Ce matin, vous nous faites découvrir la voix singulière de la canadienne Rachel Zeffira. Après une longue carrière de Soprano dans l’opéra et une première expérience de groupe dans Cat’s eyes, elle publie enfin son premier album solo intitulé « The deserters »…

rachel zeffira
rachel zeffira © Radio France

De l’étrangeté, beaucoup de romantisme, une certaine attraction pour les ambiances liturgiques, il y a tout cela dans ce premier album suffisamment intemporel pour parvenir à déstabiliser son auditeur. Comme si bizarrement on se connectait avec le bal des voix trop oubliées, celle de Julee Cruise, d’Elizabeth Frazer, et même parfois de Karen Carpenter.
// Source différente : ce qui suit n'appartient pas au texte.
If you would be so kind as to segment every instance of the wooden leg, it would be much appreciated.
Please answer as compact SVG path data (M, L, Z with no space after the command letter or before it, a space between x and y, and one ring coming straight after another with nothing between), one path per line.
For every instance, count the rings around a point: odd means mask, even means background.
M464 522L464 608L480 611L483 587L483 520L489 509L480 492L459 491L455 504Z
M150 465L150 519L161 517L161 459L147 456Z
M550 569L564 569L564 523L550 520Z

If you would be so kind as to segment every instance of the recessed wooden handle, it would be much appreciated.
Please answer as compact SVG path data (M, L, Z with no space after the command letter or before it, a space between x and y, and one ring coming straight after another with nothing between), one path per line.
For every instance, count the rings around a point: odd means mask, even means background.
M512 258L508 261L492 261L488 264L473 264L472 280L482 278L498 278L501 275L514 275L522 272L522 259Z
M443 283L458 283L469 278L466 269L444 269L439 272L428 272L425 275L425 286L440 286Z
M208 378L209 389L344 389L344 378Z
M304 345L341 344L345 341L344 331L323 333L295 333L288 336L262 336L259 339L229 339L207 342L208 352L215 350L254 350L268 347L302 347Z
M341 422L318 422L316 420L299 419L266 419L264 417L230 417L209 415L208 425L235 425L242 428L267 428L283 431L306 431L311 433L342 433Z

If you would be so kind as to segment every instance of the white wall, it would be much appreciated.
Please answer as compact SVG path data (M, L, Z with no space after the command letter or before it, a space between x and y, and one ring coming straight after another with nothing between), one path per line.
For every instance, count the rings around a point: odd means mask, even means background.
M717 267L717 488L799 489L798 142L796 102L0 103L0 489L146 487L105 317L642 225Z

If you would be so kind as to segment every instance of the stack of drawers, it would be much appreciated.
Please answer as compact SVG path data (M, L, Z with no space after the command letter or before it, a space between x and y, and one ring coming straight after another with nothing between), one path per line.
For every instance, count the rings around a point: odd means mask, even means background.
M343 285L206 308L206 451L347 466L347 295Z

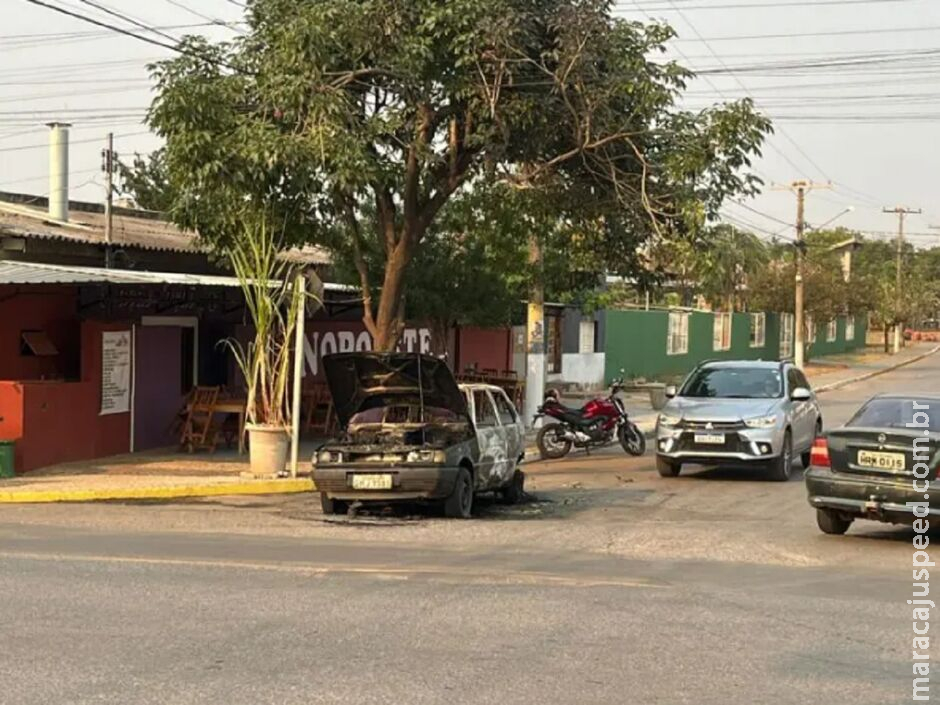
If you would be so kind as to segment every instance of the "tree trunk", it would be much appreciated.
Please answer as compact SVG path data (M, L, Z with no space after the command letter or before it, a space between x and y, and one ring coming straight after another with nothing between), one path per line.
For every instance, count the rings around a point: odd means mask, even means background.
M408 234L405 233L389 250L385 263L372 343L372 349L377 352L393 351L405 327L405 274L412 258L412 248L407 243Z

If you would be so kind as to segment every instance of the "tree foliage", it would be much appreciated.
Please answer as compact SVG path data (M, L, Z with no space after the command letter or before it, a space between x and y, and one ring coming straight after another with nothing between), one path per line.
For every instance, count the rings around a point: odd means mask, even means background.
M633 244L756 190L769 122L748 101L679 109L690 74L657 58L671 36L609 0L253 0L243 38L153 67L171 213L224 245L273 210L293 241L349 253L390 348L455 196L534 193L544 210L501 237L548 219Z

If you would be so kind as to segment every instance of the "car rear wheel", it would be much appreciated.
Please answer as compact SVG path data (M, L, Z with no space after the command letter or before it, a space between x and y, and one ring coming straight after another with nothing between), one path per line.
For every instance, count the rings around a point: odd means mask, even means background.
M525 473L516 470L509 484L499 491L504 504L519 504L525 499Z
M444 500L444 516L450 519L469 519L473 513L473 478L467 468L460 468L454 491Z
M344 502L341 499L333 499L327 496L326 492L321 492L320 508L323 510L324 514L328 515L346 514L346 512L349 511L349 502Z
M846 519L831 509L817 509L816 524L824 534L842 536L852 526L852 519Z
M661 477L679 477L682 472L682 463L656 456L656 471Z
M770 463L770 477L777 482L786 482L793 472L793 437L788 430L783 434L783 448L780 455Z

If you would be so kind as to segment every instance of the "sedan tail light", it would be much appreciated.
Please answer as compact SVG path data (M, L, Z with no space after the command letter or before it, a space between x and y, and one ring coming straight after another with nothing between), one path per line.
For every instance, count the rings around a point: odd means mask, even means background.
M829 441L825 438L817 438L813 441L813 449L809 453L809 464L818 468L832 467L829 460Z

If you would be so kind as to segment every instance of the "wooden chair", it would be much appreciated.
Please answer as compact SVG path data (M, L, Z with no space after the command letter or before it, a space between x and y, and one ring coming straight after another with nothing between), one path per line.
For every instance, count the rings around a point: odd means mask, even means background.
M215 424L215 405L219 400L218 387L196 387L189 404L189 414L183 426L180 446L190 453L206 448L214 453L219 440L219 427Z

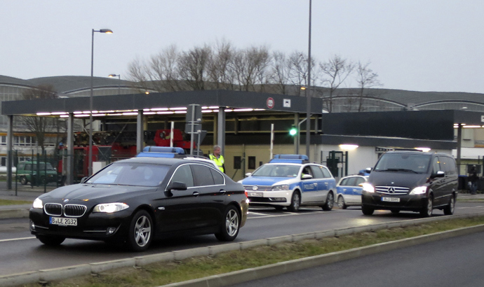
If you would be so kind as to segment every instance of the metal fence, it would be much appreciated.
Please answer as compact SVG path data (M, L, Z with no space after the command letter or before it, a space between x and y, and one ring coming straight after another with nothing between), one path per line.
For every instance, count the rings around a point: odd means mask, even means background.
M36 153L34 150L29 154L25 151L12 150L12 181L15 191L20 187L59 187L65 185L69 172L66 163L72 160L74 183L79 183L88 175L88 153L86 149L74 149L74 154L67 153L67 150L57 150L53 154ZM102 153L96 150L93 155L93 169L95 172L105 166L116 160L130 158L135 155L131 153L112 154ZM14 188L14 186L13 186Z

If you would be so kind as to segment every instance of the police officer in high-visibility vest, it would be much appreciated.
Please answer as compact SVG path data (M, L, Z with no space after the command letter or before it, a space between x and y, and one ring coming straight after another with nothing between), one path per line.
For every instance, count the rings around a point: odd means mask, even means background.
M215 146L213 147L213 153L208 155L208 157L215 162L220 172L225 172L225 166L224 165L225 160L224 160L224 156L220 154L220 146Z

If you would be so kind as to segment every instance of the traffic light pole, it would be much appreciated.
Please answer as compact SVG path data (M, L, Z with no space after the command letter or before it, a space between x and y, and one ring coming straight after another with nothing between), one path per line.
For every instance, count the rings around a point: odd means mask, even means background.
M309 115L311 116L311 115ZM297 134L296 136L297 137L297 140L296 141L296 154L299 155L299 146L300 145L300 139L301 139L301 124L304 122L304 121L307 120L307 118L305 118L304 120L301 120L297 123Z

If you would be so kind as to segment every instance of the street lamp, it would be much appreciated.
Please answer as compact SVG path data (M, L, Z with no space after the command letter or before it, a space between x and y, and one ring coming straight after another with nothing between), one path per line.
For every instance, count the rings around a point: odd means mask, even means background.
M116 75L116 74L112 74L108 75L108 77L109 77L109 78L118 77L118 80L119 80L119 82L118 82L118 94L121 94L121 74Z
M89 97L89 165L88 166L88 175L93 174L93 86L94 85L94 32L112 34L110 29L101 29L95 30L93 33L90 41L90 96Z

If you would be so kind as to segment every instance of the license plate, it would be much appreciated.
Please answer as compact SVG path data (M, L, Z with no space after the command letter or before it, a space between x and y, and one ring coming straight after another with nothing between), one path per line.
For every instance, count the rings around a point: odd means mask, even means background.
M77 218L65 218L63 217L51 217L50 223L55 225L77 226Z
M400 197L382 197L382 202L400 202Z

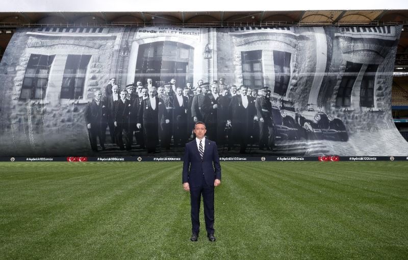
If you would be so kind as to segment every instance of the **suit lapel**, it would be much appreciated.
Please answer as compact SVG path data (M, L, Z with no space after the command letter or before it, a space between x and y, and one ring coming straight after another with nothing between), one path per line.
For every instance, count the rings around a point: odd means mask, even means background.
M192 141L193 141L193 144L194 145L194 147L195 148L194 149L194 151L195 151L195 154L198 157L198 158L201 159L201 157L200 156L200 152L198 151L198 147L197 145L197 141L195 139L194 139L194 140L193 140ZM203 155L203 157L204 156Z
M206 156L206 155L208 153L207 152L207 151L208 151L208 149L210 149L210 144L211 144L211 143L210 143L210 140L206 138L206 146L204 147L204 154L202 155L202 158L203 159L204 158L204 157Z

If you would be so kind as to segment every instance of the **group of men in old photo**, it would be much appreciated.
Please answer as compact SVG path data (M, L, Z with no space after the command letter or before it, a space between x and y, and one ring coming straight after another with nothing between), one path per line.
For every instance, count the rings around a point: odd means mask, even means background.
M195 138L193 129L204 122L207 137L218 147L239 145L245 153L248 144L271 149L273 127L270 91L244 85L228 85L225 79L212 84L200 80L194 87L177 85L175 79L155 86L152 79L137 81L120 89L112 78L105 92L97 90L85 110L91 148L106 150L107 129L110 141L120 150L146 149L155 153L184 147Z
Oui, la voix aérienne et cotonneuse de Rachel Zeffira est sans nul doute le premier argument de ce disque hivernal.

Extrait de « The deserters »

Rachel Zeffira n’est pas seulement une voix. Elle a écrit, composé, et arrangé son disque toute seule. C’est rien de dire que c’est une artiste qui s’est forgée une conscience à force de discipline. Dès l’enfance, elle se met au piano, puis il y aura le hautbois qui l’amènera vers le cor anglais. Petite fille, elle cache cette passion pour ces instruments étranges « pour garder des amis » dit-elle. Amoureuse de ces sonorités enivrantes, elle cherche à immerger leurs textures à l’électricité de la pop musique. De la discipline, il en faut aussi lorsqu’elle décide de se tourner vers l’opéra. Elle chantera beaucoup dans les Noces de Figaro où elle brille, mais elle se souvient surtout du mode de vie contraint qui lui fera finalement quitter le monde du lyrique tout en essayant aujourd’hui d’appliquer sa rigueur et sa démesure flamboyante à son univers pop.

Extrait de « Star »

Rachel Zeffira a grandi dans une petite ville de la cote ouest du Canada. Un endroit reculé où seule la nature et le hockey sur glace gouvernent les hommes. Son album est subtilement marqué par l’ADN d’une enfance loin des rumeurs de centre ville. On flotte dans son disque comme sur un nuage de neige.

Extrait de « Here on in »

Ce premier album de Rachel Zeffira transcende le spleen du grand froid en bonheur totalement givré.